Dans le droit positif camerounais, la personnalité juridique est reconnue essentiellement à deux grandes entités : la personne physique et la personne morale. La personnalité juridique permet à son titulaire de jouir des droits et d'être assujetti à des obligations. La reconnaissance de la personnalité juridique est un enjeu majeur tant en France qu'au Cameroun. Il a d'ailleurs entrainé un très grand débat au sein de la doctrine depuis des siècles35(*). Mais c'est en l'état actuel que nous préférons poser le problème. En effet, il va sans dire que les collectivités coutumières au Cameroun sont considérées comme étant des circonscriptions territoriales, mais de là à leur reconnaitre la personnalité juridique, le pas est difficile à franchir36(*). Le décret n° 77-245 du 15 juillet 1977 portant organisation des chefferies traditionnelles organise les chefferies traditionnelles en trois dégrées : les chefferies de premier degré, les chefferies de deuxième degré et les chefferies de troisième degré. Il faut cependant nous rappeler qu'il s'agit d'un découpage administratif qui n'a rien à voir « un mode d'organisation des groupes tribaux, qui, on le sait depuis les temps ancestraux, est fondé sur les liens de reproduction sanguine, en d'autres termes, la parenté et non sur une quelconque fixation territoriale »37(*). C'est sur la base de cette distinction entre collectivités coutumières en tant que structure de parenté par excellence et la chefferie traditionnelle en tant que création administrative que se situe la controverse.38(*)
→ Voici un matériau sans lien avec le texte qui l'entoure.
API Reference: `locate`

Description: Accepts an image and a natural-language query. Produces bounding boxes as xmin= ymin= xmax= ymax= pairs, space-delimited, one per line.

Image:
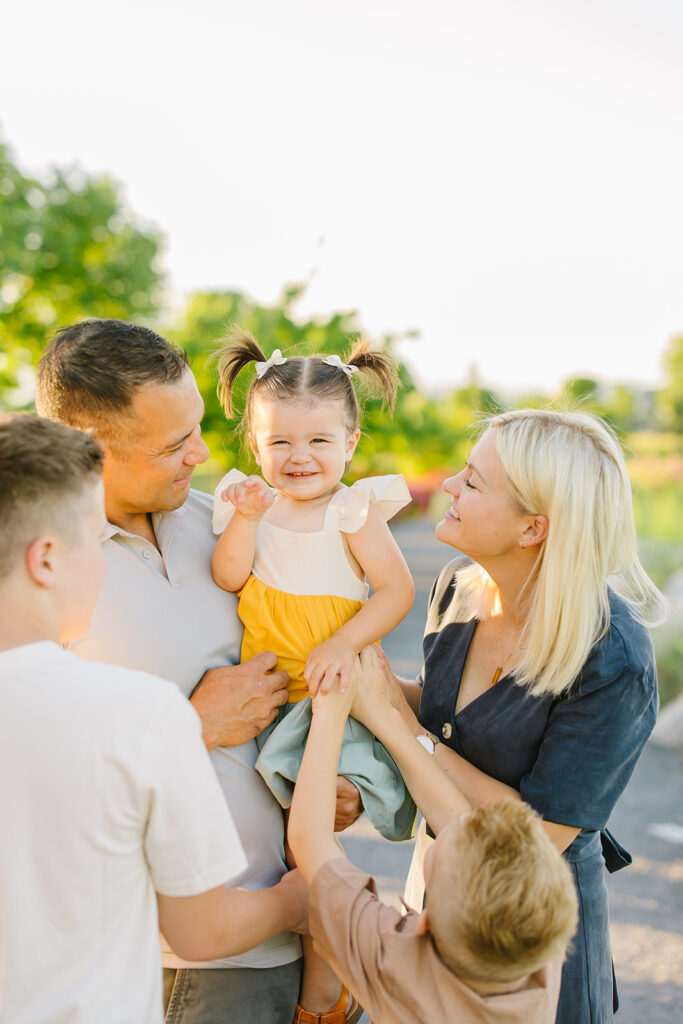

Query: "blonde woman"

xmin=367 ymin=409 xmax=665 ymax=1024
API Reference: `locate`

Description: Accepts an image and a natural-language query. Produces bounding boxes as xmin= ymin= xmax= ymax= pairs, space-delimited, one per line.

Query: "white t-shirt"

xmin=72 ymin=489 xmax=301 ymax=970
xmin=0 ymin=642 xmax=247 ymax=1024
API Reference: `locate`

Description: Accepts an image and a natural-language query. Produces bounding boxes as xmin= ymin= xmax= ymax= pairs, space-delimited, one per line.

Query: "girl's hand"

xmin=221 ymin=475 xmax=275 ymax=521
xmin=305 ymin=637 xmax=357 ymax=696
xmin=310 ymin=664 xmax=358 ymax=716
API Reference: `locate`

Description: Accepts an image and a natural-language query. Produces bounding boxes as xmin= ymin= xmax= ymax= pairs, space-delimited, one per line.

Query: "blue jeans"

xmin=164 ymin=962 xmax=303 ymax=1024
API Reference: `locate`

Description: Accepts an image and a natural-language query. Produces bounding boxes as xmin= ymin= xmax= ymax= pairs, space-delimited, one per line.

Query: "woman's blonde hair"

xmin=453 ymin=409 xmax=666 ymax=698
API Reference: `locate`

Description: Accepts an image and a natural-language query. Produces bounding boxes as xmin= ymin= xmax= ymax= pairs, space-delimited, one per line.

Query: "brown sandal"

xmin=292 ymin=985 xmax=363 ymax=1024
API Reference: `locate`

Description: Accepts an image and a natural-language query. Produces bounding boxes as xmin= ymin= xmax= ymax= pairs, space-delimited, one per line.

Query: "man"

xmin=35 ymin=319 xmax=359 ymax=1024
xmin=288 ymin=647 xmax=578 ymax=1024
xmin=0 ymin=414 xmax=307 ymax=1024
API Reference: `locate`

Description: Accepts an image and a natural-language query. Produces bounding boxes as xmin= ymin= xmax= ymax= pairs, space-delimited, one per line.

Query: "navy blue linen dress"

xmin=417 ymin=558 xmax=658 ymax=1024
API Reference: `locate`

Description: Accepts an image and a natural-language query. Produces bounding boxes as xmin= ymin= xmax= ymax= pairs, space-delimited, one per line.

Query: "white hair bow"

xmin=255 ymin=349 xmax=288 ymax=379
xmin=322 ymin=354 xmax=359 ymax=377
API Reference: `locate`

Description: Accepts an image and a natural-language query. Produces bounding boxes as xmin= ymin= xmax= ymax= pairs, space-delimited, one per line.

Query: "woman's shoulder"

xmin=574 ymin=589 xmax=657 ymax=696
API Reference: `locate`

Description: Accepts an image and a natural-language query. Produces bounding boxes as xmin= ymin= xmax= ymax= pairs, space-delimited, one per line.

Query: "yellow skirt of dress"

xmin=238 ymin=574 xmax=364 ymax=703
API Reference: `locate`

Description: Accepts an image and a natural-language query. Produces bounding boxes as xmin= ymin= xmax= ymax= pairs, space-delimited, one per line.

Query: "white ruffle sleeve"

xmin=330 ymin=474 xmax=412 ymax=534
xmin=212 ymin=468 xmax=248 ymax=535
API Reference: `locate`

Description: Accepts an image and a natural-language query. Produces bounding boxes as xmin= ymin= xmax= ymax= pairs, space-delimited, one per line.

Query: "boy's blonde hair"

xmin=427 ymin=801 xmax=578 ymax=983
xmin=451 ymin=408 xmax=666 ymax=697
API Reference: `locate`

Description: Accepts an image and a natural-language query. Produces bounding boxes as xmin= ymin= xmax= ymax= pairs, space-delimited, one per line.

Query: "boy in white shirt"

xmin=0 ymin=414 xmax=306 ymax=1024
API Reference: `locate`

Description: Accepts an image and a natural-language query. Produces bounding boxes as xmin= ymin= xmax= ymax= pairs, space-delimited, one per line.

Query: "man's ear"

xmin=25 ymin=536 xmax=58 ymax=588
xmin=414 ymin=909 xmax=431 ymax=936
xmin=248 ymin=432 xmax=262 ymax=466
xmin=345 ymin=429 xmax=361 ymax=463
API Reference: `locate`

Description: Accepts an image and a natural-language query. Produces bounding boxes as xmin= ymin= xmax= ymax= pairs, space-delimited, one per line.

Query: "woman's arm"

xmin=304 ymin=503 xmax=415 ymax=694
xmin=354 ymin=647 xmax=580 ymax=852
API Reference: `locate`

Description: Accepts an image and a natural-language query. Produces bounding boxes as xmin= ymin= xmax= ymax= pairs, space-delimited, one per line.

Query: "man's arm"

xmin=288 ymin=681 xmax=355 ymax=885
xmin=157 ymin=870 xmax=308 ymax=962
xmin=190 ymin=650 xmax=290 ymax=749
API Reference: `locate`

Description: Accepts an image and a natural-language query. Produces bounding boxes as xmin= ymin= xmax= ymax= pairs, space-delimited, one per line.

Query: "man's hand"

xmin=334 ymin=775 xmax=363 ymax=832
xmin=190 ymin=651 xmax=289 ymax=749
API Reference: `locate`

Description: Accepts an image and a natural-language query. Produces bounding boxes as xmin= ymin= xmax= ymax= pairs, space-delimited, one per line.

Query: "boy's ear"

xmin=414 ymin=909 xmax=431 ymax=936
xmin=248 ymin=432 xmax=261 ymax=466
xmin=25 ymin=536 xmax=58 ymax=588
xmin=345 ymin=429 xmax=361 ymax=462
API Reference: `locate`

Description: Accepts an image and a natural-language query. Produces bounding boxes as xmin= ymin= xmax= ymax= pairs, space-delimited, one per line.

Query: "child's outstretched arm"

xmin=352 ymin=647 xmax=470 ymax=836
xmin=288 ymin=676 xmax=357 ymax=885
xmin=211 ymin=475 xmax=274 ymax=592
xmin=304 ymin=502 xmax=415 ymax=695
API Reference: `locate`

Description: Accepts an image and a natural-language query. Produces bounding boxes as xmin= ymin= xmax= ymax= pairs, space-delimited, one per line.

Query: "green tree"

xmin=658 ymin=334 xmax=683 ymax=432
xmin=166 ymin=285 xmax=457 ymax=485
xmin=0 ymin=138 xmax=164 ymax=407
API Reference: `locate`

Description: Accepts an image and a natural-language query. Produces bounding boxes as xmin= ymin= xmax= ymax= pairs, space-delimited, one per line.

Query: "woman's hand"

xmin=350 ymin=645 xmax=402 ymax=730
xmin=221 ymin=475 xmax=274 ymax=521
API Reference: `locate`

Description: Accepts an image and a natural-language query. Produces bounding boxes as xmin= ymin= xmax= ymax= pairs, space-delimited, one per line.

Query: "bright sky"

xmin=3 ymin=0 xmax=683 ymax=394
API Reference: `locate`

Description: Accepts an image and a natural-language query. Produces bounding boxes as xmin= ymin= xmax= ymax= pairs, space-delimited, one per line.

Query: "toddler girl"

xmin=211 ymin=329 xmax=416 ymax=1022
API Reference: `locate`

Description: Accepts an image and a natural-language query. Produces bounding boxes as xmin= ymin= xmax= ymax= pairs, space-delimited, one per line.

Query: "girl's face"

xmin=248 ymin=398 xmax=360 ymax=503
xmin=436 ymin=428 xmax=529 ymax=560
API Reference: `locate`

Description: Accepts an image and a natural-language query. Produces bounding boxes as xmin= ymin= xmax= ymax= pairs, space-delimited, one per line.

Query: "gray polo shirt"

xmin=73 ymin=488 xmax=301 ymax=970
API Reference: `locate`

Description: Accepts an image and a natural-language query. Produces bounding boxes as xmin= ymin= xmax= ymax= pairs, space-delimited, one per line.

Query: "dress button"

xmin=441 ymin=722 xmax=453 ymax=740
xmin=142 ymin=550 xmax=152 ymax=559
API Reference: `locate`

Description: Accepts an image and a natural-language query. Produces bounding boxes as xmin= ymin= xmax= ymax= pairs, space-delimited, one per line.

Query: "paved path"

xmin=340 ymin=519 xmax=683 ymax=1022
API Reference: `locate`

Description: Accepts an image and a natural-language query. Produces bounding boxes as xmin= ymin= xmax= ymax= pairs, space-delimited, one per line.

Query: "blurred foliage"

xmin=658 ymin=334 xmax=683 ymax=432
xmin=165 ymin=286 xmax=501 ymax=489
xmin=1 ymin=133 xmax=681 ymax=702
xmin=0 ymin=137 xmax=163 ymax=408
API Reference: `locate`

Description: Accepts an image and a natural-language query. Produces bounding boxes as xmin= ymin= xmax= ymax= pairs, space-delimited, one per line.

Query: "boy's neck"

xmin=0 ymin=619 xmax=55 ymax=653
xmin=459 ymin=973 xmax=530 ymax=997
xmin=0 ymin=591 xmax=58 ymax=653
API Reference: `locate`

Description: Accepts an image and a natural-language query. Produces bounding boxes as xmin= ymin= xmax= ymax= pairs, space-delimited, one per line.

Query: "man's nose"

xmin=185 ymin=434 xmax=210 ymax=465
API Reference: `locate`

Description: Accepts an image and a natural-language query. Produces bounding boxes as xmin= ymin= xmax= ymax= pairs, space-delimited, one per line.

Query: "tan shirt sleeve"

xmin=309 ymin=858 xmax=407 ymax=1019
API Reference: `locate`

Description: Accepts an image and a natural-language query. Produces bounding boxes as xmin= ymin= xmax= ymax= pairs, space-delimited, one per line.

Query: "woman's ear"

xmin=345 ymin=429 xmax=361 ymax=463
xmin=248 ymin=432 xmax=261 ymax=466
xmin=520 ymin=514 xmax=549 ymax=549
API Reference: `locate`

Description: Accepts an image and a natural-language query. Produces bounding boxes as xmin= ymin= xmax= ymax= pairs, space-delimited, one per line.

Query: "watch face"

xmin=416 ymin=733 xmax=435 ymax=755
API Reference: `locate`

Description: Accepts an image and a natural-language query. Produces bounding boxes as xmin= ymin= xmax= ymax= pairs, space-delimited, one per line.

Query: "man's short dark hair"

xmin=35 ymin=319 xmax=189 ymax=443
xmin=0 ymin=414 xmax=104 ymax=579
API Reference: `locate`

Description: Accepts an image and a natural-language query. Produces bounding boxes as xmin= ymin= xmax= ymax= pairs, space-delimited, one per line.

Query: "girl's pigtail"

xmin=345 ymin=338 xmax=400 ymax=415
xmin=215 ymin=328 xmax=267 ymax=417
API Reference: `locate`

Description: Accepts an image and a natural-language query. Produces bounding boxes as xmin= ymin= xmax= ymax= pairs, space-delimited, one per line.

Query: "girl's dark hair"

xmin=216 ymin=328 xmax=399 ymax=433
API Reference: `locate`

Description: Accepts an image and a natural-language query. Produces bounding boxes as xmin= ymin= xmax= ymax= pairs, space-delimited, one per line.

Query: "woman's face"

xmin=436 ymin=428 xmax=528 ymax=560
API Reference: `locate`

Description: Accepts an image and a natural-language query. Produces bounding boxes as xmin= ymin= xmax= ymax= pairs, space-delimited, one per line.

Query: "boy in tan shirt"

xmin=288 ymin=648 xmax=578 ymax=1024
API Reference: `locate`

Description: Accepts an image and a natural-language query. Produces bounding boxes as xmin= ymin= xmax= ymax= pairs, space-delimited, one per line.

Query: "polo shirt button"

xmin=142 ymin=550 xmax=152 ymax=559
xmin=441 ymin=722 xmax=452 ymax=739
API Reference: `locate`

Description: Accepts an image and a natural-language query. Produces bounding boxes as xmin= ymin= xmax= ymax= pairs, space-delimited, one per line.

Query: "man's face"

xmin=102 ymin=369 xmax=210 ymax=520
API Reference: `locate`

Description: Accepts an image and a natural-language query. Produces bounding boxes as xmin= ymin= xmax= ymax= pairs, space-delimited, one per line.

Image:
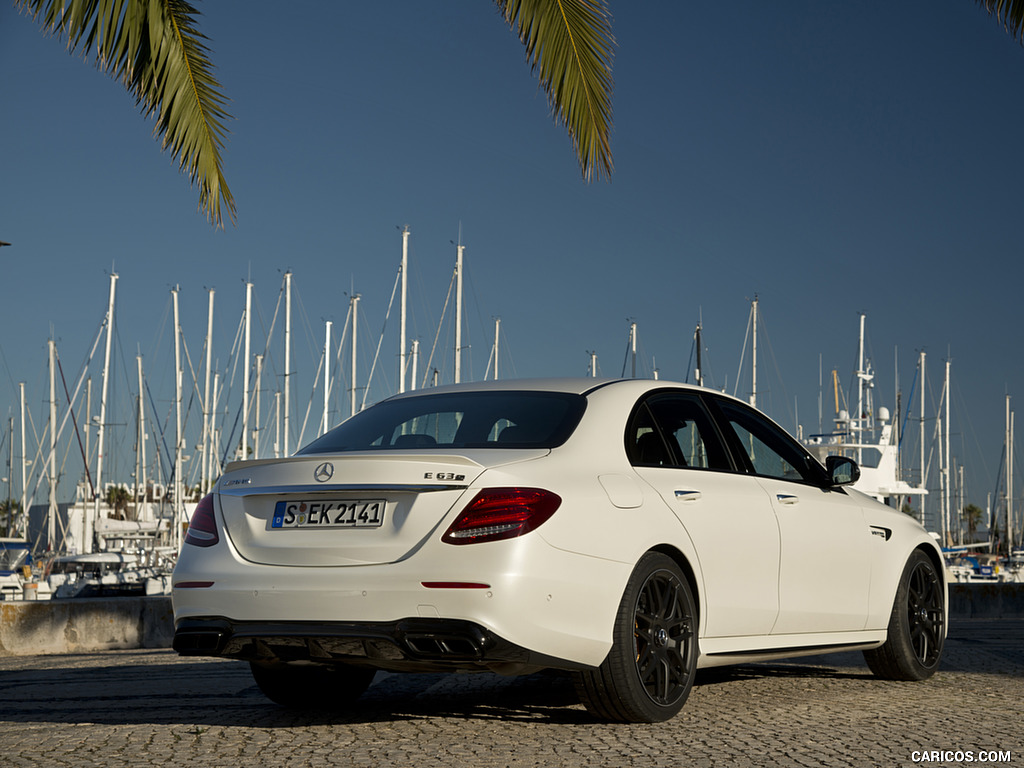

Néanmoins, on s'accorde à affirmer que la personnalité juridique peut-être reconnue en dehors de la volonté législative. Ainsi, le juge a d'ailleurs jugé que « la personnalité civile (juridique) n'est pas une création de la loi, elle appartient en principe à tout groupement pourvu de la possibilité d'expression collective pour la défense d'intérêts licites dignes, par suite, d'être juridiquement protégés »39(*). Cette personnalité juridique est une donnée naturelle liée à l'existence même de la chefferie traditionnelle, qui réunit tous les éléments propres à l'existence d'une personne morale à savoir : un groupement humain, un patrimoine distinct de celui de chacun de ses membres, la capacité d'expression collective, etc.

En ce qui concerne les voies de recours offerte aux collectivités coutumières, l'analyse ne peut être faite qu'en termes prospectifs. Certes théoriquement des droits leur sont reconnus, et en filigranes, l'exercice des différents recours pour garantir le respect des droits existants, mais il reste qu'un travail d'identification, de détermination et de précision des dits recours mérite d'être réalisé, face au silence des textes, et surtout face à la réalité des conflits fonciers mettant en cause les collectivités traditionnelles, conflits dont le règlement se passe presque toujours du droit. Le constat est triste, la situation est certes inacceptable, voire difficilement imaginable, mais il reste que le respect du droit est bien loin des mécanismes actuels de règlements des conflits fonciers mettant en cause les collectivités traditionnelles40(*).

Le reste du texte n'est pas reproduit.